Впрочем, прошли те времена, когда правитель западного берега Чудского озера всерьез опасался за свою жизнь в своих собственных землях. За последние месяцы отношение сервов к нему сменилось на прямо противоположное, и теперь охрана куда чаще сдерживала порывы излишне восторженных подданных, а не защищала его от униженных и разоренных.
Сейчас, когда прихожане мирно стояли на коленях, никакой опасности для епископа не предполагалось, а потому воины несколько поотстали, позволив правителю подъехать к вратам костела в гордом одиночестве. Своим шансом немедленно воспользовалось трое калек из более чем двух десятков, собравшихся у храма.
– Исцели, исцели… – на разные голоса заскулили они, протягивая свои грязные руки.
Господин епископ шагнул было мимо, но вдруг остановился и покосился на пахнущего кислятиной уродца в выцветшем рубище.
– Ты хочешь исцеления, смертный? – священник усмехнулся. – Тогда смотри на меня. Ты слеп, ты должен видеть то, что недоступно зрячим… Ну же, смотри!
Нищий, только что с мольбой тянувший руки, внезапно отпрянул, в ужасе закрывая глаза и бессмысленно хрипя:
– Демо… демон…
Дерптский епископ довольно расхохотался и шагнул в медленно расползающиеся высокие створки. Следом неслышно скользнула дама. А нищий продолжал метаться из стороны в сторону:
– А-а-а! Тьма! Надвигается тьма! Демоны в рясах, всадники с чашами грядут…
– Что, что ты видел? – заинтересованно стекалась к нему толпа.
– Я видел демона, – рвал на себе волосы нищий. – Наш епископ – демон!
– Богохульник! – попыталась дотянуться до него одна из прихожанок, гневно сжимая кулаки. – Богохульник, бейте его!
– Я видел демона! – продолжал метаться нищий, распихивая людей в стороны ладонями с растопыренными пальцами. – Я видел, видел, видел…

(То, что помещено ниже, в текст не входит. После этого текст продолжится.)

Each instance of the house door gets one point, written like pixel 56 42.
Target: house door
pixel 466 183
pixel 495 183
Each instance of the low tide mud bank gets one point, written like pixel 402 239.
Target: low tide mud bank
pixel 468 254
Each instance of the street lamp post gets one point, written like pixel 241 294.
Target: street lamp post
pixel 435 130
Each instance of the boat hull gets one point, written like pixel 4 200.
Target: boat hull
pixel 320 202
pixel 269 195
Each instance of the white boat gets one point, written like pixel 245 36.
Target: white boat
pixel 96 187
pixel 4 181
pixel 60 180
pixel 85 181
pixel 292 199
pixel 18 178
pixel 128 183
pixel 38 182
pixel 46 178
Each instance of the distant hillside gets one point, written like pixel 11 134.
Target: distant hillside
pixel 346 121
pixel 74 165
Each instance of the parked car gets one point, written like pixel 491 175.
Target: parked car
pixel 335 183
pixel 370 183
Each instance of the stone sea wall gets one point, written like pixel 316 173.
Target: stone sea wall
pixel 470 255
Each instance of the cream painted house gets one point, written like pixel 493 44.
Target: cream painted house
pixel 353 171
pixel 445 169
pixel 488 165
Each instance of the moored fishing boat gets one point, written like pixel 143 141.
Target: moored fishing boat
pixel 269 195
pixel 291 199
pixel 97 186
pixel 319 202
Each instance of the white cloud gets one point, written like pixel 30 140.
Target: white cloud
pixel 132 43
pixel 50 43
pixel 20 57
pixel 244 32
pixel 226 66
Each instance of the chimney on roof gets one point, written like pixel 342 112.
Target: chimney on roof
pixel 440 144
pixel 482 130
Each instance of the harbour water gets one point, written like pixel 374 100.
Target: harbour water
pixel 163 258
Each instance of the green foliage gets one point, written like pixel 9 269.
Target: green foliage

Он на секунду замер, таращась на свои заскорузлые пальцы, и внезапно из его глотки вырвался еще более громкий крик ярости, невероятным образом перемешанной со счастьем:
– Я видел… Я прозрел!!! Люди, я прозрел! Прозрел, прозрел, прозрел!
Тем временем епископ, в сопровождении мелко семенящего, сгорбившегося приходского священника, вышел в центр костела, вскинул голову к куполу:
– Ха-а! – правитель здешних земель прислушался к эху, сделал еще несколько шагов и снова крикнул: – Хо-о!
Священник испуганно втянул голову, перекрестился и поцеловал нагрудный крест.
– Да, – уверенно кивнул епископ, повернулся к местному пастырю, ткнув ему в грудь тонким и длинным указательным пальцем: – Отведи мою гостью наверх, на галерею под куполом. Когда вернешься, переоденься для службы.
Вскоре ворота костела медленно, величественно распахнулись, прихожане торопливо ринулись внутрь, растекаясь по храму.